I pulled a wire connector out. “So, if the two planets hate each other, why have you got an Orithian pancake toaster?”
“Ohhhhh— Whoops. Did I leave an important bit out?” Muzati slapped her palm across her face. “The Dorimisa is Orithian. So’s the captain.”
“What?” I struggled to get my head round it. “But she—”
“Doesn’t strike you as stuffy and traditional and all that ulthshit? No. She’s been out here too long. She’s an honorary Orkri’ian. Happens to quite a few Orithian traders. Just don’t tell her parents.” She put a finger to her lips in an exaggerated secret gesture.
This was getting confusing. “Wait. She’s out here. I thought you just said—”
“Later. That’s Paiata’s thing, not mine—too political.
Short story is the hypocritical bastards decided they wanted galaxy goods after all, so a few Orithian families are allowed ships, and this is one of them.

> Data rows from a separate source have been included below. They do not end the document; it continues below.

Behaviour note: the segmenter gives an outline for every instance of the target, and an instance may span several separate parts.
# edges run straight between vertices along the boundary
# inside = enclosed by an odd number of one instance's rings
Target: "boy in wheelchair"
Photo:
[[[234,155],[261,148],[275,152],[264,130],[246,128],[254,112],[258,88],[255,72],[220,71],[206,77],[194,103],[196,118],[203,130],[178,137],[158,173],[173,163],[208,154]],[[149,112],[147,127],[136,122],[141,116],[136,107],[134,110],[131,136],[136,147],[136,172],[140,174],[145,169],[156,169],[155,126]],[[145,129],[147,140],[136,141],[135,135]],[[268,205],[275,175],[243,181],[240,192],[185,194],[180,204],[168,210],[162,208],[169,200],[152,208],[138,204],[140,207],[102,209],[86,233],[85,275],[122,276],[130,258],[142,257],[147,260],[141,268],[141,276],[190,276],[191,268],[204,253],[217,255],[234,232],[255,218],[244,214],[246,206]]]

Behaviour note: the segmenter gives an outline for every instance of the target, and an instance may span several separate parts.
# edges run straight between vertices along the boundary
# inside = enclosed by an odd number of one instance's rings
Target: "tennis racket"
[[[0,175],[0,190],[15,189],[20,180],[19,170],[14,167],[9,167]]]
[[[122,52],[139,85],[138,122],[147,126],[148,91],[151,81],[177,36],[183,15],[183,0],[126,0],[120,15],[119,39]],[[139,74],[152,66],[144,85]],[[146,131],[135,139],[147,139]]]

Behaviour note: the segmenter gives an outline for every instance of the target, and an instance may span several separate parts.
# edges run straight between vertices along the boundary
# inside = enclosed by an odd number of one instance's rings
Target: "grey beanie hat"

” She looked around with affection. “You should have heard Shohari when we first met her. So posh. All ‘it would please me greatly if you would be so gracious as to accept the appointment,’ and ‘the quality of these noodles makes me somewhat perturbed.’”
The conversation with Shohari yesterday flashed to the front of my brain.
My family are difficult.
I supposed they would be. It only made me want to help her more.
With the toaster apart again, I showed Muzati what I’d done and why I thought it was the heating panel. “Except I’m not sure what this board is or what it does.”
“Oh, the nanotube circuit? It connects everything on this section. Except it doesn’t have any self healing components—because Orith—and I’ve resoldered everything at least twice. And I don’t know what the skyk these are.” She pointed to a section similar to a printed circuit board.
“Ah, but I do. This kind of thing is still common on New Earth ’cause they’re way cheaper than the nanotech ones, but they blow regularly.”
Between us, we got the pancake heater going again. Muzati told her comm to find a new graphene panel for when the inevitable happened, and we set it back in place on the gleaming metal side.
I barged her shoulder with mine. “You were calling my culture primitive?”
She knelt down to stow some spare parts in a locker and jerked her head at the pancake heater. “Yeah, it takes one to know one.” Laughing, she looked up at me, merriment dancing in her eyes. “You’re all right, Garrison. Wish you were sticking around.”
So did I.
“What are you doing down there?”
Our heads whipped round to a furious Shohari.
Muzati smirked at her from the floor. “I’m not giving him tongue, if that’s what you’re worried about.”
“It wasn’t.” Her voice was cold, but there was something in her face—longing, or jealousy?
“The flatcake heater broke. Again,” Muzati said.
“Did you know, Garrison knows Orithian-style tech better than I do? Not actually better than I do because I’ve been doing it for years and he’s been doing it for a few hours, but the bits I still get confused about, he understands.
Because he’s a bit primitive, you know?” She flashed the captain a scintillating smile, the bright mess hall lights catching her teeth.
“But he was useful to have around. I’m going to head back to engineering. ”
I watched the emotions unfold on Shohari’s face as her engineer talked, then turned to Muzati with a grateful smile. “Thanks for the chat, Muzi.”
“Any time.” She grabbed me round the shoulders, squeezed, shot the captain a pointed glare, and darted off.
Shohari looked ready to burst. I expected her to storm off—it was written in the tension in her muscles, the way her legs were primed to move, her body angled towards the door.
Yesterday had taken me by surprise, and I wouldn’t let that happen again.